En todo caso, hizo que su tía Susi le confeccionara varios pares de borlas con restos de lana, con estambre destejido de piezas ya muy lavadas, o con el procedente de los calcetines más que zurcidos de su difunto padre, y las llevó a la escuela, colgando del cuello en forma muy vistosa.
A los diez días andaban ya por todas las camiserías: inseguras y tímidas al principio, puestas en cajas de cartón al lado de la máquina registradora, no tardaron en pasar a los escaparates en arreglos llamativos y, lo que era más importante, libres de cupones textiles.
Y de allí, del barrio de Langfuhr, emprendieron su marcha triunfal hacia el norte y el este de Alemania, llegando a llevarse también en Leipzig y Pirna -me consta- e incluso esporádicamente, aunque sólo unos meses más tarde y cuando ya Mahlke había descartado las suyas, en Renania y el Palatinado; siempre, eso sí, exentas del racionamiento.
Recuerdo con toda precisión el día en que Mahlke se quitó del cuello las suyas y habré de volver más adelante sobre el particular.
Nosotros seguimos llevando las borlas mucho tiempo todavía, aunque a lo último ya sólo en son de protesta, porque nuestro director, el profesor Klohse, las había tachado de afeminadas e indignas de un muchacho alemán, prohibiendo llevarlas en el interior del edificio e incluso en el patio de recreo.
Muchos sólo acataron la orden de Klohse, que fue leída como circular en todas las aulas, durante las lecciones que llevaban con él.
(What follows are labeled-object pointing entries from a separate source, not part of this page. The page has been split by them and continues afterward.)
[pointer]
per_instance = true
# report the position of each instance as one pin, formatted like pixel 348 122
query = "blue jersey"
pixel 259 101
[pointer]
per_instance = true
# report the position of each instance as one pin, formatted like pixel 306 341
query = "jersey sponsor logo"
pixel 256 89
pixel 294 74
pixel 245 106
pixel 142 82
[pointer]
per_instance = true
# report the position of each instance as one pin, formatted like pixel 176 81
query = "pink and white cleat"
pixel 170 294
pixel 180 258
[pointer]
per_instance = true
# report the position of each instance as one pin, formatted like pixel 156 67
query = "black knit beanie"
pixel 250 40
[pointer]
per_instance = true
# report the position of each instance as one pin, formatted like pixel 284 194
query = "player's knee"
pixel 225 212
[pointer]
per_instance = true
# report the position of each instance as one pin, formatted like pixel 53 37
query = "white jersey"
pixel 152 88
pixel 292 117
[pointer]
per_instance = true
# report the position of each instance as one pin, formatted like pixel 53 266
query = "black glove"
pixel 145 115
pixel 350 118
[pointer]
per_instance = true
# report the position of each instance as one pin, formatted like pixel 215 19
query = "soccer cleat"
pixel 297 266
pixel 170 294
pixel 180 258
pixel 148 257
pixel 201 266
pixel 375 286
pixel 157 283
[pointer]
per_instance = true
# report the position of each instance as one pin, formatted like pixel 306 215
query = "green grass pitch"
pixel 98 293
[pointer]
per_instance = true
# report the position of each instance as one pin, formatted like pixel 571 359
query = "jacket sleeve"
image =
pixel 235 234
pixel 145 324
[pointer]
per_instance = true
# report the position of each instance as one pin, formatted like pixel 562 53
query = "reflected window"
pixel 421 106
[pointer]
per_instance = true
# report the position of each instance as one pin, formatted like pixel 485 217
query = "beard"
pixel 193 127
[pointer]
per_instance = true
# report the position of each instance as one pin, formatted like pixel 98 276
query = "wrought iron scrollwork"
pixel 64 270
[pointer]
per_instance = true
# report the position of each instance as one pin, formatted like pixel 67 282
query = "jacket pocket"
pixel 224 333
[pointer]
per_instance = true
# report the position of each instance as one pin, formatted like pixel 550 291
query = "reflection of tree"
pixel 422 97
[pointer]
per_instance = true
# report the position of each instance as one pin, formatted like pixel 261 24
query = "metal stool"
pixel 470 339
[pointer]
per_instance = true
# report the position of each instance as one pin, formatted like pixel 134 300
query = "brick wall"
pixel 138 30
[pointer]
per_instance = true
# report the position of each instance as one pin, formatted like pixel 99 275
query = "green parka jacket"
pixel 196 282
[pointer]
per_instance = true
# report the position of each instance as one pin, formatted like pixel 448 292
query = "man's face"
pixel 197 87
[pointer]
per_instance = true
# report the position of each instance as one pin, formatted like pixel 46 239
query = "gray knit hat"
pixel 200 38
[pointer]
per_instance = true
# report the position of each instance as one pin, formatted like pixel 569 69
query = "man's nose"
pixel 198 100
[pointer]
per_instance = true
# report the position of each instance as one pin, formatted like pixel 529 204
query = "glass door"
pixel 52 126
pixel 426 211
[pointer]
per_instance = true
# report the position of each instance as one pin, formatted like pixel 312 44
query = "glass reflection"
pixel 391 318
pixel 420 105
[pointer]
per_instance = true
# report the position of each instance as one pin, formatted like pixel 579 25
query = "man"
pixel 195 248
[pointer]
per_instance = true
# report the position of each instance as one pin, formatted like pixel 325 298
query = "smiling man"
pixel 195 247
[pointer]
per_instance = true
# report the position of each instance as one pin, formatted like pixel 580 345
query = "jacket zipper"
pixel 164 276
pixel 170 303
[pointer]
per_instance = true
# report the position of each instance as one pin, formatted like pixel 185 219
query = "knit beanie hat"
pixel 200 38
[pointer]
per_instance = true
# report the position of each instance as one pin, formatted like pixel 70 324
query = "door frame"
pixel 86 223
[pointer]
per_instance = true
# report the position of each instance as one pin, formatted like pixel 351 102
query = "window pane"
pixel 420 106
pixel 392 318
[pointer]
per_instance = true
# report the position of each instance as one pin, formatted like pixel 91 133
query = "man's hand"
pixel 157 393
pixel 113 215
Por cierto que, en conexión con las borlas, me viene ahora a la memoria lo de Papá Brunies, profesor retirado al que durante la guerra volvieron a llamar a la cátedra.
A éste las borlas le cayeron en gracia, y en una o dos ocasiones, cuando ya Mahlke se había desprendido de las suyas, las ostentó él mismo colgando de su cuello tieso y nos recitó, así ataviado, a Eichendorff: "Oscuros frontones, altos ventanales…" o tal vez otra cosa, pero en todo caso de Eichendorff, que era su poeta predilecto.